ISAAC stands for Intra-Region structure and Asymmetric Covariation, which are aspects of brain activity that influence the estimation of functional connectivity.
The aim of this framework is to extend the study of functional connectivity between two brain regions from resting-state functional MRI data (rs-fMRI). The most common approach is estimating the functional connectivity as the linear correlation between the two regions' mean signals, as functional connectivity must lead to statistical dependency of their activity. However, correlation alone is ambiguous with respect to local activity properties (Friston, Brain Connect 2001; Cole et al, J. Neurosci. Methods 2016; Duff et al, NeuroImage 2018; Reid et al, Nat. Neuroscience 2019; Bijsterbosch et al, Nat. Neuroscience 2020), which arises from the formula of the linear correlation, which is the covariance between two regions' activity normalized by each region's activity standard deviation.

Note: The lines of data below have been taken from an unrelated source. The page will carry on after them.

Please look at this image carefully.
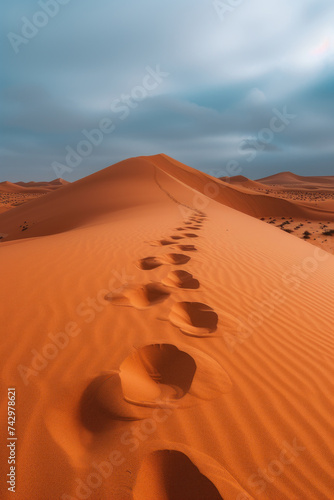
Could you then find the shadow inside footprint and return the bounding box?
[151,240,174,247]
[79,372,142,433]
[169,302,218,337]
[161,253,190,266]
[133,450,223,500]
[178,245,197,252]
[137,257,162,271]
[162,270,200,290]
[120,344,196,407]
[105,283,170,309]
[183,232,198,238]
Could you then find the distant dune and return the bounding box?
[0,155,334,500]
[0,179,69,213]
[257,172,334,188]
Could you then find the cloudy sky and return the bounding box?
[0,0,334,181]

![[correlation depends on variance and homogeneity]](/upsidedownbrain/isaac_analysis/blob/main/images/README/fc_ambiguity.svg)

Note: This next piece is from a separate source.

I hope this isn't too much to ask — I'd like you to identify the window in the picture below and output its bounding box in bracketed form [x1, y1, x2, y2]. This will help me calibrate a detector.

The subtlety is that potential changes in the regions' variance that are unrelated to interactions between regions confound correlation, and thus the estimated functional connectivity. When one encounters a change in correlation between two conditions or two groups, one cannot be sure if that change comes from a change in covariance (between-region interactions) or a change in each region's local variance unrelated to actual functional connectivity, or a change in connectivity with a third region. Furthermore, a change in between-region connectivity, can be masked out by a change in a region's variance unrelated to that connectivity. Additionally, one can also see that, when using mean signals for functional connectivity, each region's variance is also dependent on its 'homogeneity', i.e. the correlation between voxels within the region. An increase in the mean signal's variance can be due to an increase in each voxel's activity, or to the activity of all the voxels being more "synchronized" (i.e. homogeneous).
Correlation alone cannot disambiguate changes in between-regions interactions that originate functional connectivity from changes in each region's local activity. This is something to account for in general in rs-fMRI, and might be especially important if alterations in local activity are expected (e.g. brain stimulation or medical conditions with focal alterations). The purpose of ISAAC analysis is to provide metrics that allow to disambiguate functional connectivity from correlation and local activity, as well as to estimate the underlying causes of variance, homogeneity and functional connectivity.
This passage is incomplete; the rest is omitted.